There will definitely be more Mallory books. The next one called The Sixth Lie is out in November. 

  1. The book manages to combine a number of my favourite features, and I know I’m not the only one: convents, nuns, hotels, islands, mysteries in the past....  Are there any great detective story tropes/settings you haven’t featured yet and would like to? I’m going to suggest a school or a theatre, two of my other favourites!

 I did think about setting a book in an exclusive school but I’ve got another series (yet to be announced) that might cross over with this. A theatre might be an idea or a hospital although I worry I don’t know enough about the medical world! I often like to have a religious element in my books so nuns might yet make another appearance.

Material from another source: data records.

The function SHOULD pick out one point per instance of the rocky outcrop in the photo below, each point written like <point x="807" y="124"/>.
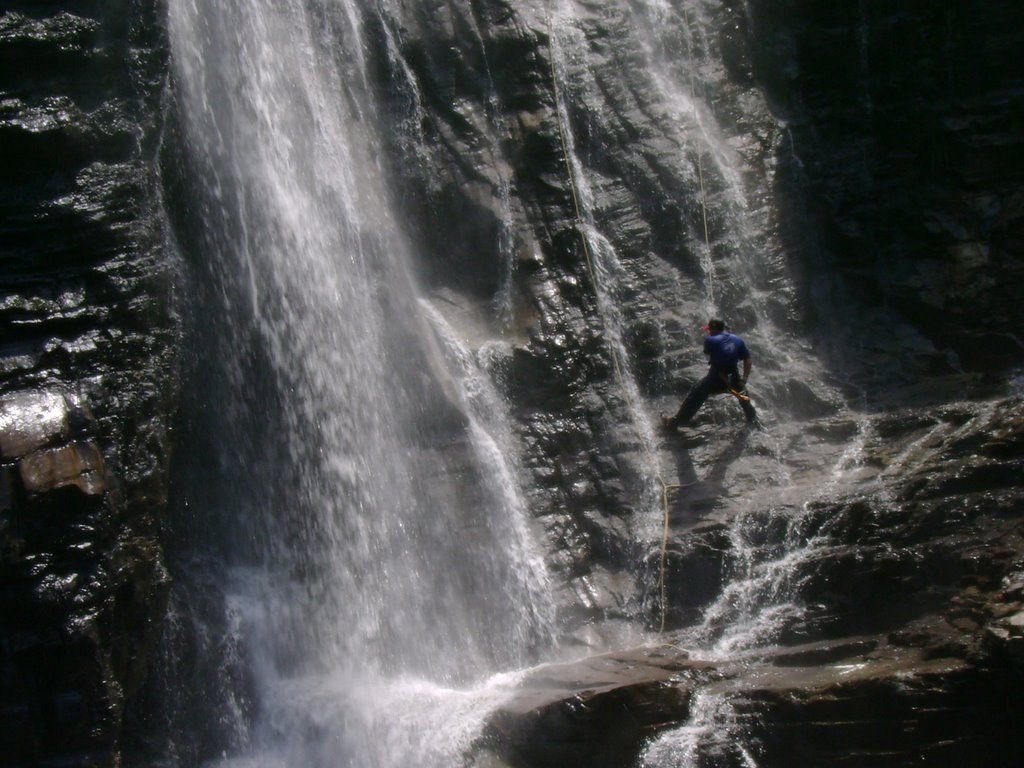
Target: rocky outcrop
<point x="902" y="171"/>
<point x="842" y="182"/>
<point x="86" y="375"/>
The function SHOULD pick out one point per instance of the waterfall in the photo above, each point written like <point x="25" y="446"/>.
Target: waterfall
<point x="377" y="562"/>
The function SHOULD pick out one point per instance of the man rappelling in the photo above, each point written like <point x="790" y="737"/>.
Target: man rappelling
<point x="725" y="353"/>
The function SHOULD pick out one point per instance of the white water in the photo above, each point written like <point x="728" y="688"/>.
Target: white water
<point x="390" y="572"/>
<point x="384" y="609"/>
<point x="568" y="51"/>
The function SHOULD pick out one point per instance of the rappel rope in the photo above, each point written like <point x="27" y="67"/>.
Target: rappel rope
<point x="666" y="487"/>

  1. In the circumstances – a storm raging, all kinds of adventures – Mallory doesn’t get the chance to wear much in the way of designer clothes or exotic outfits! As a special Clothes in Books request, can you give her an opportunity to dress up in a future book? 

I must try harder with Mallory’s dress! I don’t think clothes are a priority for her but I think we could spruce her up. She needs to be worthy of a Clothes in Books post.

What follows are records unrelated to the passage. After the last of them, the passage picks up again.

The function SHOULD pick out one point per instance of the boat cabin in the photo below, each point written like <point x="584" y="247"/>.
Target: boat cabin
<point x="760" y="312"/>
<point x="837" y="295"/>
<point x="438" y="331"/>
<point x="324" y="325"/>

So there you go – a taster for a great book out now, and the promise of more to come.  The Birthday Girl is highly recommended. And thanks to Sarah for visiting... 



  1. What a great interview, and really wonderful to get some insight into The Birthday Girl. It's very exciting to know there'll be a new one in November!

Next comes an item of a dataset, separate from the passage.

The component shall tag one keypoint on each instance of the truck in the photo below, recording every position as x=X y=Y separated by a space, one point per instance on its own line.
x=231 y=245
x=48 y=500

    1. Thanks Margot - you and Sarah were always my good buddies from those early days of blogging, such good friends!

  2. I have it here on my TBR pile and you have whetted my appetite! Chrissie

    1. You will enjoy it - and get all the GA references...

  3. Oh, I do like a good island story! There's Agatha Christie's Evil Under the Sun, which is quite recognisably Bugh Island in Devon, and Ann Cleeves The Rising Tide, set on Lindisfarne, while in The Lighthouse PD James has Adam Dalgliesh unravel a murder mystery on the imaginary Combe Island, off the Cornish coast. Then there's Maggie O'Farrell's Instructions for a Heatwave, in which the dysfunctional Riordan family gather on an Irish tidal island and family secrets are explored - it;s not a crime story, but there are mysteries which need to be solved. And, of course, there is the wonderful
    The Summer Book, by Tove Jansson. I'm sure you can think of lots of others.

    1. That's a great list, you are an expert. I have read Instructions for a Heatwave, but would not have remembered the island setting.
      Island stories are always a good thing....

  4. Great interview! Sarah Ward always seems very congenial online so nice to read more about her. I have really enjoyed her earlier books and am hoping this one will be published in the US. I just finished a reread of Evil Under the Sun where Christie really uses the "killer is not the obvious person" concept to her advantage (or maybe not; it is awfully complicated). I don't remember The Secret Island but I recall extremely well Blyton's Mystery Island aka The Island of Adventure about Jack, Lucy-Ann, Dinah, Philip, and Kiki the Parrot.

    1. Yes, Sarah is lovely. And islands just are great settings. The Island of Adventure was a big favourite round here too.